If a person doesn’t produce a behaviour can you say whether this is because they haven’t picked-up information from the environment, been able to decode/encode it or that the signal has been interrupted along the way?

This is why the RoUCa model has a Wiper in the Cognitive sector. Generally, unless something is obviously unusual, you can’t say too much about an Individual’s Automatic sector without a brain scan of some sort, only if they have a Global or Local bias, based upon their report of the world.

It is though quite easy to tell whether an Individual can screen out empathy by their reaction to being confronted with error. A narrow-Wipered What will rapidly Deny anything that confronts them – you just have to watch the next reality TV advert to see this response.

Which brings us back to the work of Baron-Cohen.

In the RoUCa model we have syntactic information represented by RoU, How and precision, and semantic information represented by Ca, What and accuracy. We also have left or right-sided Wipers.
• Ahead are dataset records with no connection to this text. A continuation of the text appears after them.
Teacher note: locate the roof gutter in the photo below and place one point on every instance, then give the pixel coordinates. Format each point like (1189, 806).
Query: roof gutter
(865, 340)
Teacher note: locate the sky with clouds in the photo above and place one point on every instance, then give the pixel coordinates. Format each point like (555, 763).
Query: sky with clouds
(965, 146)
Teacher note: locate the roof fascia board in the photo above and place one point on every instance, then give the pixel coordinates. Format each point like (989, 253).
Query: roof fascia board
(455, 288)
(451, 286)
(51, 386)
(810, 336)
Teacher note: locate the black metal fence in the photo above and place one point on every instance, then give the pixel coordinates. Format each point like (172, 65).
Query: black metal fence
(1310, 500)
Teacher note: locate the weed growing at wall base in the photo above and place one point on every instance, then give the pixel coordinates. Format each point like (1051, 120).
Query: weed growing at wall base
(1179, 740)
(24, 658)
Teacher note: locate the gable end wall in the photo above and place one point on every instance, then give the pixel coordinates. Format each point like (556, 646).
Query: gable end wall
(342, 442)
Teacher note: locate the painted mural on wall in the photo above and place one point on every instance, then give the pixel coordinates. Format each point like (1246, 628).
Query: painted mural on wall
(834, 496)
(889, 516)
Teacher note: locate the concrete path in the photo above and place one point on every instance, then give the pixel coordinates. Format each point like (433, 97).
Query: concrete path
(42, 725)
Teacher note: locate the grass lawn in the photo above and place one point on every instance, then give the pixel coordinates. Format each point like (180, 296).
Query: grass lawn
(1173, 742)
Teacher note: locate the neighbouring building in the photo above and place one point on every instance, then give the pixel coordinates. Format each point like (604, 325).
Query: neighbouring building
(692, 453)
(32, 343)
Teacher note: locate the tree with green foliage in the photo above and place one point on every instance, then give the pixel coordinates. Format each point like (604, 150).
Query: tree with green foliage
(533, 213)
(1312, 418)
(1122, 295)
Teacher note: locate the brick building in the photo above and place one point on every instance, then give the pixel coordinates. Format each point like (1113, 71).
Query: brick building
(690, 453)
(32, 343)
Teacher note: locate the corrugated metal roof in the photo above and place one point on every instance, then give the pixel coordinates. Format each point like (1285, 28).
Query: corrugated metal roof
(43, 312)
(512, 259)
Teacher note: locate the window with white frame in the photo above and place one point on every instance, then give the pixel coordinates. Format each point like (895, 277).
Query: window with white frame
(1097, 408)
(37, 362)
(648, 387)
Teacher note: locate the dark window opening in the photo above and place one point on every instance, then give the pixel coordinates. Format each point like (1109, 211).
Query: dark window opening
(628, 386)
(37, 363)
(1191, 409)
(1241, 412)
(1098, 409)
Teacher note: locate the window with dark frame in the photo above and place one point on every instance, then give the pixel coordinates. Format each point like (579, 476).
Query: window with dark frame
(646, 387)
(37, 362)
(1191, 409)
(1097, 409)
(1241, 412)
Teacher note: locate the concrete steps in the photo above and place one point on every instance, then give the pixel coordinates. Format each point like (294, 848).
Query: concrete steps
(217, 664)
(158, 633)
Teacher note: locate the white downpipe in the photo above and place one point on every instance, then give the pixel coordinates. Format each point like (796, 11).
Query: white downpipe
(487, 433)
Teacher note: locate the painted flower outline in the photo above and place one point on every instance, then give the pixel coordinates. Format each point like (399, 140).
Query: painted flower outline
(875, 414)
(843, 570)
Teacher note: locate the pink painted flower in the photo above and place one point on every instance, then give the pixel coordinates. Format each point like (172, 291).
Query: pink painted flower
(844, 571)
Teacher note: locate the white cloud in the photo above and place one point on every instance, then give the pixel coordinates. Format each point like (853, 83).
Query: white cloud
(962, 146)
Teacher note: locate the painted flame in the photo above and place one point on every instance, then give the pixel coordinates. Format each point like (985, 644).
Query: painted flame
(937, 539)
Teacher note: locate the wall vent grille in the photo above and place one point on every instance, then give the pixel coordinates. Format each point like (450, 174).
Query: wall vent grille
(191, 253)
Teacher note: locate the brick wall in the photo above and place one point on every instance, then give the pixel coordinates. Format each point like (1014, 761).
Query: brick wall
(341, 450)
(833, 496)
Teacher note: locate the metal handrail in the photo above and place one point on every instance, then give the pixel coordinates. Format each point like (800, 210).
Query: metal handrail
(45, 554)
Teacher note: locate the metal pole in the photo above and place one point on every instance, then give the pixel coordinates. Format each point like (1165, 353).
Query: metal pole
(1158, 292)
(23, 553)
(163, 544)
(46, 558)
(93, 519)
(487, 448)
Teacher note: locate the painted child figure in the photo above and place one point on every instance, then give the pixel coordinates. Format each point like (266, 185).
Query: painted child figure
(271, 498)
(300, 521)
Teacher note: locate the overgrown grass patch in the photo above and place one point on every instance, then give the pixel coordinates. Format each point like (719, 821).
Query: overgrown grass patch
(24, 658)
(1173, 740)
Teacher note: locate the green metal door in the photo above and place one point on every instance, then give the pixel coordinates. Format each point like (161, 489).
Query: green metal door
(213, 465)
Initially I thought that that Baron-Cohen’s empathizing-systemizing (E-S) theory would map straight onto the grid. However (and more by luck than judgement) to avoid confusion with already named sectors I replaced (termwise) cognitive and affective empathy with syntactic and semantic.

– Interestingly the relationship between the two pairs appears to be orthogonal, just as earlier two-stream theories of vision are to Milner and Goodale’s version. –

This has turned to be quite handy as it allows us to separate out those with a Global or Local bias of their render of the environment in the Automatic sector (by report when not confronted with error) and their How/What response to the environment attenuated by their Wiper in the Cognitive sector.

As such Individuals with different empathy impairments have different distributions on the grid. It is the goal of the RoUCa model to diagnose behaviour, not ill-health, but it is interesting to see the distribution for those having Autistic-style behaviours compared to those with Cluster B type disorders.

For the majority empathy explains why we tear-up at the climatic finale of a film (accompanied by the soaring string embellished soundtrack) or a carriage of previously silent strangers can rapidly form a cohesive and vocal mob of protestors in the event of a delay.

The majority assume equivalence of empathy. The next time someone does something unexpected it may be your fault for making this assumption.

People who lack empathy, however this may be, are only doing what make sense to them.